Course description and aims
By completing this course, you will acquire the following abilities.
(1) Explain the physical origin of differences in optical properties of semiconductor materials based on understanding of physical properties such as energy bands.
(2) Explain the mechanism of light propagation in semiconductors and analyze it using basic models.
(3) Explain the mechanism of light absorption and light emission of semiconductors, and analyze them using basic models.
(4) Explain the mechanism of light amplification in semiconductors and the analysis method.
(5) Explain the basic structure and operation principle of a photodetector and a solar cell.

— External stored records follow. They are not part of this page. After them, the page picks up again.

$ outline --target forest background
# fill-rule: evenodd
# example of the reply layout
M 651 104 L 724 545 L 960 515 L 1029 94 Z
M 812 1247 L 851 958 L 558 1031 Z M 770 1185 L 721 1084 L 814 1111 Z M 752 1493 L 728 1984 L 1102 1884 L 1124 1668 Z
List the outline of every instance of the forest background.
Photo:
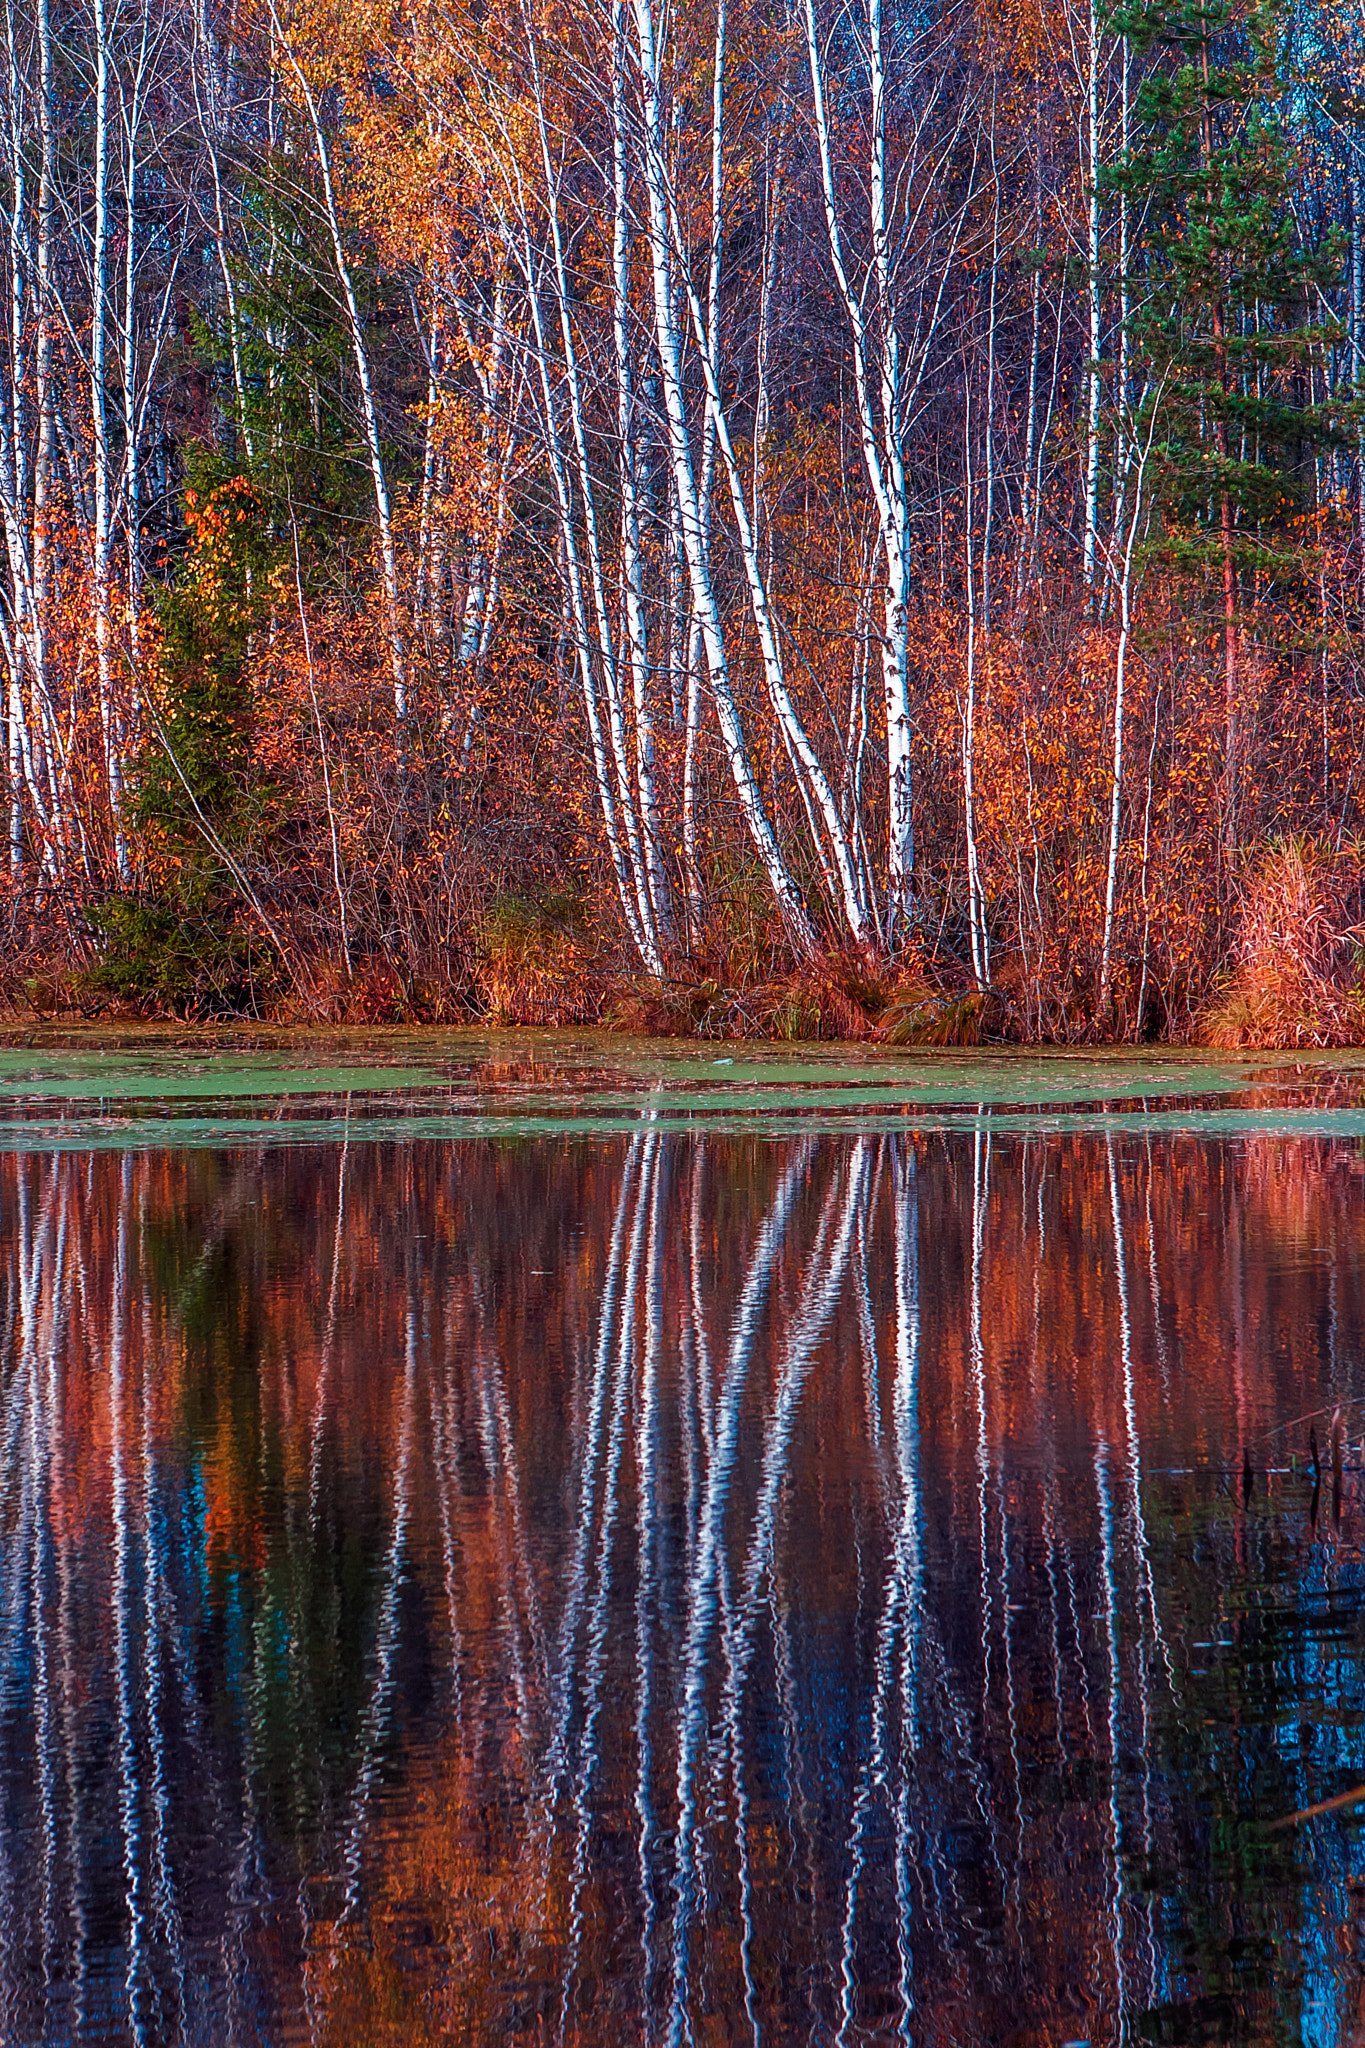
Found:
M 7 0 L 0 998 L 1365 1040 L 1363 58 Z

(6) Explain the basic structure and operation principle of a light emitting diode and a semiconductor laser.
Keywords
light emission, lihgt absorption, semiconductor, interaction of light and electron, stimulated emission, stimulated absorption, spontaneous emission, light amplification, photodiode, solar cell, light emitting diode, semiconductor laser
Competencies
- Specialist skills
- Intercultural skills
- Communication skills
- Critical thinking skills
- Practical and/or problem-solving skills
- ・Applied specialist skills on EEE
Class flow
Lecture will be presented by pptx slide projection. Problem solving excercises will be held.
Course schedule/Objectives
| Course schedule | Objectives | |
|---|---|---|
| Class 1 | Introduction, light propagation in semiconductors (Maxwell's equation, dielectric constant, light propagation in media with absorption loss) | Derivation of electromagnetic waves from Maxwell's equation. |
| Class 2 | Light absorption and emission of semiconductor (energy band, direct and indirect transition, stimulated absorption, stimulated emission, spontaneous emission, Einstein's coefficient) | Explain the difference of direct and indirect transition semiconductors. |
| Class 3 | Interaction of light and electron (2-level system, emission from oscilating diple, electric dipole moment, transition probability, Fermi's golden rule, selection rule) | Analysis of 2-level system with semi-classical model. |
| Class 4 | Light absorption and amplification (thermal equilibrium of absorption and emission, Plank's thermal emission rule, population inversion, light amplification, light propagation in media with amplification gain, laser) | Derivation of Plank's law. Explain population inversion and light amplification. |
| Class 5 | Structure and operation principle of photodiode and solar cell | Explain structure and operation principle of photodiode and solar cell. |
| Class 6 | Structure and operation principle of light emitting diode and semiconductor laser | Explain structure and operation principle of light emitting diode and semiconductor laser. |
| Class 7 | Summary of the entire course | Review the entire course and summarize key points. |
| Class 8 | Final test (Confirmation of understandings) | Final test (Confirmation of understandings) |
Study advice (preparation and review)
To enhance effective learning, students are encouraged to spend approximately 100 minutes preparing for class and another 100 minutes reviewing class content afterwards (including assignments) for each class.
They should do so by referring to textbooks and other course material.
Textbook(s)
none
Reference books, course materials, etc.
参考書
多田邦雄,松本俊 共著「光・電磁物性」コロナ社 ISBN4-339-00021-3
末松安晴 著「光デバイス」コロナ社 ISBN978-4-339-00159-4
Evaluation methods and criteria
Final exam (80%) and exercises (20%)
Related courses
- EEE.D211 : Semiconductor Physics
- EEE.D201 : Quantum Mechanics
- EEE.E201 : Electricity and Magnetism I
- EEE.E202 : Electricity and Magnetism II
- EEE.D361 : Photonic Devices
Prerequisites
Knowledge of semiconductor physics is desirable.